O abade designava os magistrados existentes na Casa da Audiência do mosteiro, como o juiz, procurador, meirinho e porteiro. Os 12 homens-bons que compunham a assembleia deliberativa do couto eram nomeados pelo juiz, pelo procurador e pelo abade, sendo que após as reformas, no séc. XVII, passou a haver representantes de Alcobaça nessa assembleia; em 1671 havia uma coima de 500 réis por cada falta às reuniões. Magistrados e vereadores, encarregues da administração do couto, eram também designados. Entre outras funções contam-se a milícia, aferidores, recebedores e vendedores. Portanto, uma estrutura similar aos concelhos, cuja diferença reside na origem do poder que, nos concelhos, é de cariz popular e no couto é delegado, neste caso pelo abade.

Do antigo convento subsiste a igreja de planta longitudinal, composta por três naves e quatro tramos, cabeceira tripartida com três capelas quadrangulares, a capela-mor tem dois tramos e as laterais um só, abóbada de berço quebrado e altar de talha dourada (séc. XVIII); no absídiolo esquerdo está um retábulo de gosto maneirista (séc. XVII). Existem ainda alguns capitéis geminados provenientes do mosteiro. A capela da cabeceira do lado do evangelho está decorada com medalhões e arcaturas e na fachada e no altar-mor estão representados os três padroeiros celestes: Stª Maria, S. Bento e S. Bernardo. O túmulo existente na nave sul data do séc. XV, de Fernão Eanes de Lima, pai do 1º Visconde de Vila Nova de Cerveira.

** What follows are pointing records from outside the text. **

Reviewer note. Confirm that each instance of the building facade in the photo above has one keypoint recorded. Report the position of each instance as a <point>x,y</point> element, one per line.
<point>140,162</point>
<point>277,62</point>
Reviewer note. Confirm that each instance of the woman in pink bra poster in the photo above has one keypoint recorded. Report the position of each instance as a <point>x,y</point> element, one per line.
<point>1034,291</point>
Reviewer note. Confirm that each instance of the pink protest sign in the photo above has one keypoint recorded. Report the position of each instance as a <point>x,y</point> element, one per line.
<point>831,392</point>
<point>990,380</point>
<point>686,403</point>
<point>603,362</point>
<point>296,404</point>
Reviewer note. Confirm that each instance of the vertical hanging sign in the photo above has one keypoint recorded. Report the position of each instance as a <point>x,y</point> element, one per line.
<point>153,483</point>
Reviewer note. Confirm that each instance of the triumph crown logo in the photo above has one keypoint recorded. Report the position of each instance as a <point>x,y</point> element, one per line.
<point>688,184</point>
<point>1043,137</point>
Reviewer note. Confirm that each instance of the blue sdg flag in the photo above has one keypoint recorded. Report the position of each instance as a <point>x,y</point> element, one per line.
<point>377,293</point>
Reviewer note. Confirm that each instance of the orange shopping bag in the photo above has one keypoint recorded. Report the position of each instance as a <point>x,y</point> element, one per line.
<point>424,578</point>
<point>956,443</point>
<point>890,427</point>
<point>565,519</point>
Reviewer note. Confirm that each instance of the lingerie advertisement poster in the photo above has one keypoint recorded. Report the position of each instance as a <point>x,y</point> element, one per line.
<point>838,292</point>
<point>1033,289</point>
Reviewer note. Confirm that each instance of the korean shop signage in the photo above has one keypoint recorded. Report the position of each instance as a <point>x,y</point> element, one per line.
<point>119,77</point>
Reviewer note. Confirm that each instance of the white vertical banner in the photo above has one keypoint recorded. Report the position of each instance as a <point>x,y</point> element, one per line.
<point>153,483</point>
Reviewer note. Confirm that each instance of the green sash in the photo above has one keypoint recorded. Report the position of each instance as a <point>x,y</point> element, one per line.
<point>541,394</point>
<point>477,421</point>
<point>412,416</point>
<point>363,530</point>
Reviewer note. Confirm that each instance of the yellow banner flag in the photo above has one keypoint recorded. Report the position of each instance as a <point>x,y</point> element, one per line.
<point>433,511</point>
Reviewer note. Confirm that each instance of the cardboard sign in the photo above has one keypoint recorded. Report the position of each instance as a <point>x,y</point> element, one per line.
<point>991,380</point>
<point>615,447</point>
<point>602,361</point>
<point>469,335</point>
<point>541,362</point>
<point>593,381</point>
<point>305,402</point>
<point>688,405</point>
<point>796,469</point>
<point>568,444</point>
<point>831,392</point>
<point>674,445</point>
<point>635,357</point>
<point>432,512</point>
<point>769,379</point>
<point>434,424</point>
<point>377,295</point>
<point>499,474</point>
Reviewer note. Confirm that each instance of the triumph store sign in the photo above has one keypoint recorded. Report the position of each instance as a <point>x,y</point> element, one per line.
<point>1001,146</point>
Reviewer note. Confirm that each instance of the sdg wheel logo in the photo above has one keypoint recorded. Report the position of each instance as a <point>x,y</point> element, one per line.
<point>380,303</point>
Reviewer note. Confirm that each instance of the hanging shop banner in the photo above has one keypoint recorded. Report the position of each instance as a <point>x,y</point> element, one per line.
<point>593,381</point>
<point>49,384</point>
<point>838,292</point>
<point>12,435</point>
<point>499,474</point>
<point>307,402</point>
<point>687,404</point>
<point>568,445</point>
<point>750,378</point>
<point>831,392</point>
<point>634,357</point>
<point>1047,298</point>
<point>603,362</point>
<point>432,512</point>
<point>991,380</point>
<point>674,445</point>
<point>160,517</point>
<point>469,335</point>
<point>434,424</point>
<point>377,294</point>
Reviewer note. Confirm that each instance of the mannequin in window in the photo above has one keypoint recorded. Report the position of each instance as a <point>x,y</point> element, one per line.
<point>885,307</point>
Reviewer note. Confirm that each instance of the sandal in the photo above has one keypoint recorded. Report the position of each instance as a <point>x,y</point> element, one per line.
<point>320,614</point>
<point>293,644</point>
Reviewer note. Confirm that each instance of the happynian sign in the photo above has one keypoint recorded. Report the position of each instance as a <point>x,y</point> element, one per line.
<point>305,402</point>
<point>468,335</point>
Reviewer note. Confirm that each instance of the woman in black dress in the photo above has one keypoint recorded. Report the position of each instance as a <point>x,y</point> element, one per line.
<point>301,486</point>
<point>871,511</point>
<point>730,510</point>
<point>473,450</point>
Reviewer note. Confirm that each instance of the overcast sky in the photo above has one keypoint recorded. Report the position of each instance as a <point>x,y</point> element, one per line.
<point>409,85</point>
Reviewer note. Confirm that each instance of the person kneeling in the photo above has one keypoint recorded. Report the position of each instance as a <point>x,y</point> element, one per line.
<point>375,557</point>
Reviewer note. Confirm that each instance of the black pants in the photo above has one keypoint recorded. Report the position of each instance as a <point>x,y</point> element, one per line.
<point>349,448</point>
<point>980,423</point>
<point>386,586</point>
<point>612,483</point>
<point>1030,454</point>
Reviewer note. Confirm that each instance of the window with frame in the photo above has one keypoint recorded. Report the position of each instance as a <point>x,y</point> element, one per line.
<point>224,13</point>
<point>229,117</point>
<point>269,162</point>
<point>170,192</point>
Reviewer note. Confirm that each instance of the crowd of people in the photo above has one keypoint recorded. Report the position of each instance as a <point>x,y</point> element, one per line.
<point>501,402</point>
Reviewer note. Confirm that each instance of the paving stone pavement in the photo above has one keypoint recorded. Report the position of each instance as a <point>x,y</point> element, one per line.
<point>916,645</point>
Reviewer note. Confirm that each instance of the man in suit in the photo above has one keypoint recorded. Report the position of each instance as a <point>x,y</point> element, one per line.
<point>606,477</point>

De salientar que o corpo actual da igreja data da fase de restauro já no séc. XVII, tal como a fonte da Madalena e a alameda. A igreja manteve a cabeceira, o portal e as paredes das naves. Elevadas as naves, ganhou em grandiosidade e luz, com uma janela na fachada e no alçado norte contrastando com as frestas a sul mas perdeu a proporcionalidade e a elegância austera anteriores, ainda hoje documentada pela cabeceira, alguns capitéis avulsos e pela pureza do pórtico. Os edifícios da clausura, ainda em ruínas há cerca de 50 anos, já não existem hoje. Algumas casas em redor foram construídas sobre muros e arcos do antigo claustro e materiais foram usados para construção.

O espírito da ordem é visível na austeridade da sua arquitectura ma figuração quase inexistente, na ausência de decoração do pórtico (as estátuas da fachada são do séc. XVII). O espaço interno e as arcadas, de planimetria seiscentista alteraram a luminosidade e o ambiente próprio do espaço cisterciense. Os carvalhos, que se erguem no terreiro, foram mandados plantar pelo abade Frei Félix de Cerveira em 1737.